Fehmi KORU
PKK bir terör örgütü. Tutulan hesaplara göre, 1980’lerin başından itibaren en az 30 bin insanımızın canından sorumlu bir terör örgütü. Son 40 yıl içerisinde denemediği terör eylemi kalmamış bir örgüt.
GARA mevkiinde bir mağarada rehin tuttuğu 13 insanımızı acımasızca katleden kişi veya kişiler ABD ve AB dahil dünyanın ‘terör örgütü’ olduğunu kabul ettiği PKK’nın mensupları…
Terör örgütleri hedeflerine ulaşmak için en fazla kan dökme yöntemini kullanırlar. Mümkün olduğu kadar çok kan dökerek toplumu sindirmeyi, devleti köşeye sıkıştırmayı amaçlar terör örgütleri. ‘Terör’ denilen şey örgütlerin bu özelliğidir. ‘Terör örgütü’ diye adlandırılan yapılanmadan farklı bir davranış tarzı beklenemez.

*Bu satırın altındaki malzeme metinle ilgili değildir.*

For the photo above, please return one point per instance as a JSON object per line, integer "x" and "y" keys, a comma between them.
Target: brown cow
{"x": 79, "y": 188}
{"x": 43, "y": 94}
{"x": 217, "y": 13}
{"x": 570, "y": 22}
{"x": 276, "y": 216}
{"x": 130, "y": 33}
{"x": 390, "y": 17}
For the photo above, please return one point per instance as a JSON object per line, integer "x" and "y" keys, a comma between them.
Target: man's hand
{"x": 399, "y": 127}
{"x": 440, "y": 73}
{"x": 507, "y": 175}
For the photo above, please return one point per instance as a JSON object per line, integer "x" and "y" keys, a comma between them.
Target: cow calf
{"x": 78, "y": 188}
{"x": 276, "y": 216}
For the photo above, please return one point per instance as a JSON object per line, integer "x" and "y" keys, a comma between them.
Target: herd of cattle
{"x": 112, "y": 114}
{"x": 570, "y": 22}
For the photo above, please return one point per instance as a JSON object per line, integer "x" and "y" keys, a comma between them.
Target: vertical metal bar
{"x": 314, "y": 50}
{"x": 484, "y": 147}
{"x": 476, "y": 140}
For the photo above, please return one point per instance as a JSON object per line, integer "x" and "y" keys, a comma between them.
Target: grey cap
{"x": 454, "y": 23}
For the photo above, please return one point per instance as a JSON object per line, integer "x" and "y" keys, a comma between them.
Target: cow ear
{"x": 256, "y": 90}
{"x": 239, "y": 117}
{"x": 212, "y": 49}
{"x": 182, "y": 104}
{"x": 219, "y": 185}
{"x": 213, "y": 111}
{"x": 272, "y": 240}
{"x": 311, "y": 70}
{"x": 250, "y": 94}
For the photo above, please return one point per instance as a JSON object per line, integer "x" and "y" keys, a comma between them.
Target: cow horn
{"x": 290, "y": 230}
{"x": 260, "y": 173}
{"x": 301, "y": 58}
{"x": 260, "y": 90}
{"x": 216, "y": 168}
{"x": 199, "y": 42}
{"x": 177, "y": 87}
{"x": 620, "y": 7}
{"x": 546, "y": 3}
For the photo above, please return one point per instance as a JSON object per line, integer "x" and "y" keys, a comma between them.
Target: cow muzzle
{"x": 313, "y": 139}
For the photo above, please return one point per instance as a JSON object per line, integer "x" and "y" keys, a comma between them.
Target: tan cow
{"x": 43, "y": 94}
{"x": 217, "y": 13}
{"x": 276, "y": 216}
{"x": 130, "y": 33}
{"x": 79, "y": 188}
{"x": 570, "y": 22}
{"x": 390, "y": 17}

Devletler terör örgütleriyle hak ettikleri tarzda mücadele ederler. Bir yandan örgütün terör kapasitesini sınırlayacak ve ona öldürme imkanı vermeyecek kapsamlı bir mücadele sürdürür devletler, bir yandan da örgütün toplum kesitlerinde taraftar bulmasını ortadan kaldıracak tedbirleri alır.
Hiçbir devlet terör örgütlerine müsamahalı davranmaz, ama yine hiçbir devlet terörün ilanihaye devam etmesini de istemez.
Dünyanın dört bir tarafında, nokta vuruşlar yanında kitlesel eylemlerle terör estirmiş örgütlere muhatap devletler tarih boyunca hep olmuştur; bugün de bazı devlerin mücadele verdiği terör örgütleri bulunduğu biliniyor.
[Merak edenler için Wikipedia’da kapsamlı bir ‘terör örgütleri’ listesi var.]
Terörü en iyi bilecek ülke Türkiye, insanlar bizleriz
Bu girişi yapmamın sebebi, GARA mevkiinde tutulduklarını öğrendiğimiz çoğu devlet görevlisi olan 13 rehinenin PKK militanları tarafından katledilmesinin ardından başlayan değerlendirmelerin tutarsızlığına işaret etmektir.
Terör örgütünden terör dışında bir davranış beklenebilirmiş gibi yorumlar yapılıyor.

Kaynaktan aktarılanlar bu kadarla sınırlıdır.